Voilà tout ce que j’avais à dire.

M. Eloy de Burdinne. - On a argumenté de ce que la province du Luxembourg ne devait être traversée par aucun chemin de fer. Je suis loin de combattre le besoin de routes qui manquent à cette province ; mais j’engagerai le gouvernement à faire une autre attention. C’est la suivante : avoir égard aux sacrifices que diverses provinces ont faits pour des constructions étrangères à leur province.

Un honorable membre a dit qu’il était dû au gouvernement hollandais l’idée d’association pour les constructions de routes.

Cette idée vient du gouvernement de l’empire français.

Vous pouvez vous rappeler que sous ce gouvernement, quand on faisait construire des canaux et des routes dans un département, les autres départements devaient contribuer. C’est ainsi que la province de Liège a contribué pour la construction du canal de Mons à Condé. Cette même province a encore contribué pour la somme d’un million à la construction du canal d’Anvers au Rhin qui n’a pas été achevé. C’est ainsi que la province de Liége a contribué pour une somme considérable, pour 425 mille florins, ce qui est bien près d’un million, pour la construction du canal de Maestricht à Bois-le-Duc. Cette province n’a rien reçu en compensation des dépenses qu’elle faisait pour les autres provinces.
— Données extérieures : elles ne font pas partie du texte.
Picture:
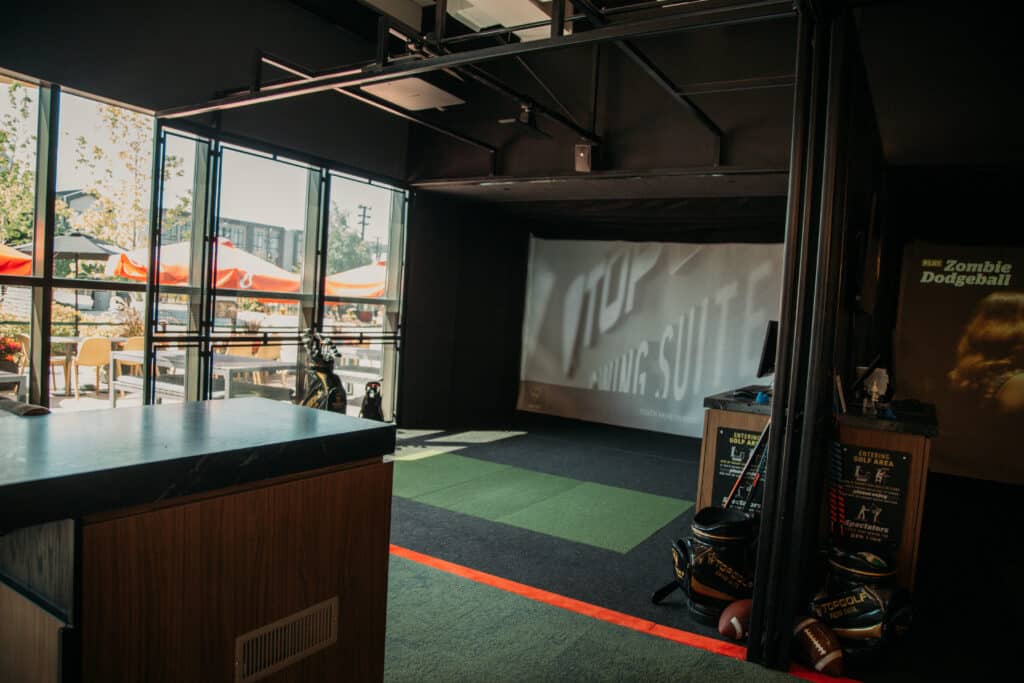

J’appellerai là-dessus l’attention du gouvernement ; car il est certain que si une province a contribué pour améliorer dans d’autres localités, aujourd’hui qu’elle a des besoins, elle a des droits à ce qu’on vienne construire chez elle. Elle a d’autant plus des droits que les localités rapporteront beaucoup, si on leur donne des communications qui aboutissent au chemin de fer.

Un honorable membre a dit qu’en construisant des routes dans une localité, les avantages en étaient exclusivement à cette localité ; que les propriétés y augmentaient de valeur. Il n’a pas fait attention que l’Etat profitait de cette augmentation de valeur à raison de 10 p. c. de contribution, et qu’indépendamment de cela l’Etat percevait encore un péage.

Ensuite, si on construit de nouvelles habitations, l’impôt personnel est augmenté ; on consomme aussi plus de denrées sujettes à l’accise. Ainsi le plus grand avantage est pour l’Etat.

Sur le rapport de l’objection qu’on a faite qu’on devrait laisser à chaque province l’excédant du produit des barrières, comme on a dit qu’on présenterait un projet de loi, je m’abstiendrai de faire d’autres observations pour le moment.

M. le président. - Personne ne demandant plus la parole dans la discussion générale, je la déclare fermée. Nous allons passer à la discussion des articles. (A demain ! à demain !)

- La séance est levée à 4 heures et demie.